I proceeded to reprogram her TV remote, the true cause for her frustration I thought, and mumbled something like, "Oh, she just cares about you, Bea."

"I think she must be bored.  I know I'd be bored if all I could talk about is how wonderful it is to sit in my back yard and watch the birds, for gawd's sake," and before she got much further with that complaint, a light went on for me.  Bea does not enjoy simply sitting and watching.  She must be talking, moving, entertaining, finding drama wherever it may lurk.  A quiet moment with the birds and bees, or taking a few minutes to focus on breathing, or any contemplation minus chatter is boring, non-productive and a bit scary.  Noise, rummaging, arranging are only three of the grenades she lobs at the dark loneliness and fatigue lurking around the edges of life.  

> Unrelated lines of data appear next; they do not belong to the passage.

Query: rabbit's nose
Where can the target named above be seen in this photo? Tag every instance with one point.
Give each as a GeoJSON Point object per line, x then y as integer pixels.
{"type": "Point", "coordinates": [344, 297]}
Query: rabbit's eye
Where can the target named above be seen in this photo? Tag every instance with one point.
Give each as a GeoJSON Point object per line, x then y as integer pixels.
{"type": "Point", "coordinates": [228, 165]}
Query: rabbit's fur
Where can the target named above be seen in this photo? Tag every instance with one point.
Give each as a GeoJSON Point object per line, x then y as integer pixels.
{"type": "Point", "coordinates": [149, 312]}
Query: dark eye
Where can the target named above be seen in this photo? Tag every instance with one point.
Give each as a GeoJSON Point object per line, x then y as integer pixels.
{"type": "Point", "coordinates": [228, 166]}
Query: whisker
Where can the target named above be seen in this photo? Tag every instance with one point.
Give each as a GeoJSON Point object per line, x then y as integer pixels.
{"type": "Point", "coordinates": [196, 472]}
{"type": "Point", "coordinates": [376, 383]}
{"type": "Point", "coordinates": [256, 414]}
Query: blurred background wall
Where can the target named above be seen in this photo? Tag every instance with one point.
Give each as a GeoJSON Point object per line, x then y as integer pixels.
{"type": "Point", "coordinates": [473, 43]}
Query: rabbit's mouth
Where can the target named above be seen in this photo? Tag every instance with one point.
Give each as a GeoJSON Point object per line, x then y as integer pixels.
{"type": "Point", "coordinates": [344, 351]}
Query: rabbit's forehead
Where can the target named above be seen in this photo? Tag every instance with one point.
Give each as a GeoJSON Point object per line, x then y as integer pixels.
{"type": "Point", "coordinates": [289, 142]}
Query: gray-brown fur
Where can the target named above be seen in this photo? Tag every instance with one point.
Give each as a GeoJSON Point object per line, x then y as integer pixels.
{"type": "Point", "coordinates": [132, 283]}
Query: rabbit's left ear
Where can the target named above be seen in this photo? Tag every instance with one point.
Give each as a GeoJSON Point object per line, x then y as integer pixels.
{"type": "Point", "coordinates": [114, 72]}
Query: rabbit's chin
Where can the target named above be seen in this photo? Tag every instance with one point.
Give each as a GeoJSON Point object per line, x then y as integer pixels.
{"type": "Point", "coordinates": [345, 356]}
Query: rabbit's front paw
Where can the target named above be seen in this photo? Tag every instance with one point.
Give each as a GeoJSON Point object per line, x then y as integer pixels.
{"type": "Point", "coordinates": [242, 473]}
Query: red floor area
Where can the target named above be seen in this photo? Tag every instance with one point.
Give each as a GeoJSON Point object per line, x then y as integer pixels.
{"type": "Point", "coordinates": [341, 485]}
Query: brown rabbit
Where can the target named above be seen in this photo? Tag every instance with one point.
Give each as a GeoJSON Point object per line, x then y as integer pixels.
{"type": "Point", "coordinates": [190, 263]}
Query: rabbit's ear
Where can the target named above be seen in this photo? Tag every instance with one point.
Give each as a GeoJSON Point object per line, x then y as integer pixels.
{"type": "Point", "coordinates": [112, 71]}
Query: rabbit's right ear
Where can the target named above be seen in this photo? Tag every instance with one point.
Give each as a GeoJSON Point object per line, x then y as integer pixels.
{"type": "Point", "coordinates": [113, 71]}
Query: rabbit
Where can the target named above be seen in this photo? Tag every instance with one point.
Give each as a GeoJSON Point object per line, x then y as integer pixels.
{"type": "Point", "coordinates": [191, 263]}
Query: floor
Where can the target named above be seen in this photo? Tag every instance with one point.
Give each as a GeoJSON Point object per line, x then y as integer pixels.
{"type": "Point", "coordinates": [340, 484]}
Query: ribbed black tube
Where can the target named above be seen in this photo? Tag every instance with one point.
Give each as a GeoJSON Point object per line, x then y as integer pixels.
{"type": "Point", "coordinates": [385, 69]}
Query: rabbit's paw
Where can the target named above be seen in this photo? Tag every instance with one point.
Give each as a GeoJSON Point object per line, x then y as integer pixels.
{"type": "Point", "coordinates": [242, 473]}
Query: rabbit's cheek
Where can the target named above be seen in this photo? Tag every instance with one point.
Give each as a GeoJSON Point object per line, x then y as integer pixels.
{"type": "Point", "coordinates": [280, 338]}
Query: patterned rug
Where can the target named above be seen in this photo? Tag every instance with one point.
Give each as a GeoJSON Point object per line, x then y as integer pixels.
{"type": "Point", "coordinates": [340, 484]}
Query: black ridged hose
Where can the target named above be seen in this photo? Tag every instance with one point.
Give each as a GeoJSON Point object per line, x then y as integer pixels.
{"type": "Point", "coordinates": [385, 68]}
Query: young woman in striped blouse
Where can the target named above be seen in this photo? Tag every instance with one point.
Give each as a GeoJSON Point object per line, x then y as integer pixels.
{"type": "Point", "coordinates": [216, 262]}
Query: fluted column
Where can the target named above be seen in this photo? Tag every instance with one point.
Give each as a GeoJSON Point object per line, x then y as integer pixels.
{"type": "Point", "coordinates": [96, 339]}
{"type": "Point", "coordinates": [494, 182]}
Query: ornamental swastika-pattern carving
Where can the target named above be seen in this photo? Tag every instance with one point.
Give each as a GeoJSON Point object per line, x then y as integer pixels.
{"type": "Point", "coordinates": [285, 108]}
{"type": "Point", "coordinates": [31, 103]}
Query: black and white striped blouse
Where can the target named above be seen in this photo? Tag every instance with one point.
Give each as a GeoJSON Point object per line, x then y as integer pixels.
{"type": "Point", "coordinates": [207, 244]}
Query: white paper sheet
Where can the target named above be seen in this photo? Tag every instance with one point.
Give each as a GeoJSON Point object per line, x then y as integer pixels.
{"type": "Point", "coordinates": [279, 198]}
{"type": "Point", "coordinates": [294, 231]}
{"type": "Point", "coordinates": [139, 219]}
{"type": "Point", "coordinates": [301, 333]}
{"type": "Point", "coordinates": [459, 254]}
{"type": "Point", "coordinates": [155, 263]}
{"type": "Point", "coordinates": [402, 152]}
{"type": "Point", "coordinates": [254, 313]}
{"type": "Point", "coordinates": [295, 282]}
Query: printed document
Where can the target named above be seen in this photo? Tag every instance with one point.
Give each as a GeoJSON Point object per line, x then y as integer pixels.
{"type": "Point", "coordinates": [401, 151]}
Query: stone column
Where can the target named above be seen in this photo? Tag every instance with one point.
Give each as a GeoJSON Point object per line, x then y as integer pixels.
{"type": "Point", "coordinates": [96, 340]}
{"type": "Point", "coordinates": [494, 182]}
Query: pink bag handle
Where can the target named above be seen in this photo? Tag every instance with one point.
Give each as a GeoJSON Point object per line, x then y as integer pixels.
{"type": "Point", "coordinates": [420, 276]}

And, Bea is not the only one that uses furious activity to drive out the unhappiness that is a necessary part of life.  I do too.  Most of us fight boredom and weariness with even more boring and un-conscious doings.  We resist the suffering life delivers.  We shun it.  We banish it.  We bury it with mindless games, clutter, chatter, unfortunate habits.  I overeat, under exercise and binge read like a trained seal at the least inkling of conflict or pain.  Others drink - use - multitask - shop - run like rats in a maze and, like me, criticize others for their frailties at the drop of a hat.

The Buddhist Zen Master, Thich Nhat Hanh discussed the concept of embracing suffering as the only way to find peace in this hard world.

"I would not like to go to a place where there is no suffering.  I would not want to send my children to a place where there is no suffering.  Without suffering you have no way to learn how to be understanding and compassionate.  The kingdom of God is a place where there is understanding and compassion, and, therefore, suffering should exist."

He further explains that the fear, hatred and violence we see in our world may not be diminishing, but rather than despair and give up the notion of a non-violent, harmonious world, we begin the peace process with ourselves.  We do the work to become mindful, to notice the miracle of life, and let that wonder become a tangible peace.  We become the eye of the hurricane, the calm center, embracing and directing the energy as it completes its natural cycle.

"Do you think your friend is healthy, Bea?" I asked.

"Oh yes.  She never gets sick."

"Maybe watching the birds and caring about you keeps her healthy," I mused out loud and Bea paused for a moment, shook her head, and finished sorting and folding her laundry.